De forma geral, podemos considerar que de fato o operariado do ABC tirou uma série de lições das greves de 1979, esta foi organizada de forma muito mais qualitativa do que as greves e paralisações de 1978. Ainda no plano sindical-organizativo os sindicalistas tentam canalizar também as mobilizações de 1979 em um novo encontro operário, que foi realizado em fevereiro de 1980. Este ficou conhecido como “Encontro de João Monlevade”, cidade de Minas Gerais. Foi sediado no Sindicato dos metalúrgicos. Segundo Rodrigues “Do encontro participaram líderes de pastorais operárias, de atividades comunitárias de base, das oposições sindicais, além de diretores de sindicatos oficiais”. (p. 17).

Ou seja, a dinâmica do movimento operário do ABC apontava que a organização proletária no país teria continuidade. Internacionalmente desencadearam-se outros levantes de trabalhadores contribuindo com o quadro geral de mobilizações. No mesmo período em outros paises também eclodiram ações proletárias radicalizadas, como na Nicarágua em 17 de julho de 1979, quando trabalhadores, camponeses e estudantes, acabavam de derrubar a ditadura de Somoza. Também na Polônia, com a Comuna de Gdanski, os trabalhadores desencadeiam uma grande greve e insurreição política.
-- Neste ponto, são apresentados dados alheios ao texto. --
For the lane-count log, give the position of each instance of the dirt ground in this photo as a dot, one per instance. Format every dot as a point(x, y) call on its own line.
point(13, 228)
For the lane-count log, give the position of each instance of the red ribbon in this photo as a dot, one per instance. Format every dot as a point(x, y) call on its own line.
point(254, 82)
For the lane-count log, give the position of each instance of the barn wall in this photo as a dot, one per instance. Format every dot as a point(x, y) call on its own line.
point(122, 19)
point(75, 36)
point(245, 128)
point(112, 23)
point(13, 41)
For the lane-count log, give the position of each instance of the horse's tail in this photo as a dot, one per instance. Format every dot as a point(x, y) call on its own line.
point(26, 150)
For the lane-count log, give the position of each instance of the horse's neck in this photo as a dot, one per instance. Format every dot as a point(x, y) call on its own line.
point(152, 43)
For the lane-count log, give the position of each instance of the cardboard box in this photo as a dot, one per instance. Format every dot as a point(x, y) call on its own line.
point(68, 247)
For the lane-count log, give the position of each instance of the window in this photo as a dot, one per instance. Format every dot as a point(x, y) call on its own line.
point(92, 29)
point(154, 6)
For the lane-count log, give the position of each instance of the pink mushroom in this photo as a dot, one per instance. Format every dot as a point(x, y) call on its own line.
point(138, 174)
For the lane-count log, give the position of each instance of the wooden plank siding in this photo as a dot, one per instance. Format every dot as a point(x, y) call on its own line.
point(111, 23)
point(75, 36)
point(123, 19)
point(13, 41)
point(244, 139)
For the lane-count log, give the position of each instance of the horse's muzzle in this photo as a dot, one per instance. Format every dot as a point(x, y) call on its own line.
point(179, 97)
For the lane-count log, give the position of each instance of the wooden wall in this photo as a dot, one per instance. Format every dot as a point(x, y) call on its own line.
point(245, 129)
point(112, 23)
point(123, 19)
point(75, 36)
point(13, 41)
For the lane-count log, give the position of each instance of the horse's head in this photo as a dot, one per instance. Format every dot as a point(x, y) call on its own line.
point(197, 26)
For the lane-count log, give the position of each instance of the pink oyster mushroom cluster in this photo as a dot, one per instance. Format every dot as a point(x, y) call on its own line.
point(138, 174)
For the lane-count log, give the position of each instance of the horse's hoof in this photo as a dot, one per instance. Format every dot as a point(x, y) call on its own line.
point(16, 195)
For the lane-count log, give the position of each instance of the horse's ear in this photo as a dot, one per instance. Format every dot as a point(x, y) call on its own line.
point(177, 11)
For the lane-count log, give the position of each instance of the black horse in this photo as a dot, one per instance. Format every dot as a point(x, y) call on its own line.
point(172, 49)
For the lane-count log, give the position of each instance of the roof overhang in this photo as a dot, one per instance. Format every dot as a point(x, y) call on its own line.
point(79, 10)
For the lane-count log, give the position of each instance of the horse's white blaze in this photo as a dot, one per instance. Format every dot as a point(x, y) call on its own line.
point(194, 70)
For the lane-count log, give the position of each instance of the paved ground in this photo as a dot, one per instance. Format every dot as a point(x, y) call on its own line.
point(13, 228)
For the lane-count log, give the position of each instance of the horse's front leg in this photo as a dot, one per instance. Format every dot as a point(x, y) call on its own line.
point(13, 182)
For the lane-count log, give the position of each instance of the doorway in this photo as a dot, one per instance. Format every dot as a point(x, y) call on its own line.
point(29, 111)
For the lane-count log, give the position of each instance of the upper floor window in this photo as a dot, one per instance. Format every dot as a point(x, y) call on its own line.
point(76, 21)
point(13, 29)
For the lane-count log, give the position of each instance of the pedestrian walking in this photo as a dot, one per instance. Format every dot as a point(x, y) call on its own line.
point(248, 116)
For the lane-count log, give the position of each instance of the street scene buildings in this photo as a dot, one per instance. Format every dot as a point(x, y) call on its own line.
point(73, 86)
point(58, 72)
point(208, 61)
Com mobilizações operárias acontecendo dentro e fora do Brasil, diante do risco premente da radicalização do movimento operário brasileiro, que se organizara cada vez mais, o governo foi obrigado a ceder em alguns pontos para neutralizar o risco de ser derrubado pela insurgência proletária. Assim, como forma de desmobilizar os/as operários/as radicalizados, o governo Ditatorial-burguês viu-se obrigado a fazer uma concessão parlamentar eleitoral, em dezembro de 1979 modificou a legislação eleitoral e restabeleceu o pluripartidarismo partidário, com isso o ARENA (partido do governo Ditatorial-burguês) tornou-se Partido Democrático Social (PDS). E o MDB tornou-se PMDB. As lideranças sindicais do ABC, aliados com setores da igreja católica, sindicalistas e intelectuais lançam o “movimento pró-PT”, que objetivava criar o Partido dos Trabalhadores (PT).

Além destes, outros partidos foram criados, como o Partido Democrático Trabalhista - PDT, o Partido Popular - PP e o Partido Trabalhista Brasileiro - PTB. Já os partidos que se reivindicavam comunistas continuaram sendo considerados ilegais. Interessante observar que, mais atrasados do que o regime ditatorial, o PCB, PC do B e MR8 posicionavam-se contra a fundação do PT. Para o estes partidos de matriz stalinistas, os operários deveriam lutar apenas pelo reajuste salarial, como pauta única. Com a ampliação da pauta dos metalúrgicos e a discussão de formarem um novo partido dos trabalhadores, em que a burguesia não poderia participar, estes partidos passam a demonstrar hostilidade também em relação a proposição de atuação partidária oriunda de setores do movimento dos operários do ABC. Entendiam que os operários e sindicalistas não deveriam fundar um novo partido, mas sim, ligar-se ao MDB junto com as frações burguesia que eram entendidas como progressistas, compondo assim a luta pelo restabelecimento da democracia burguesa no país.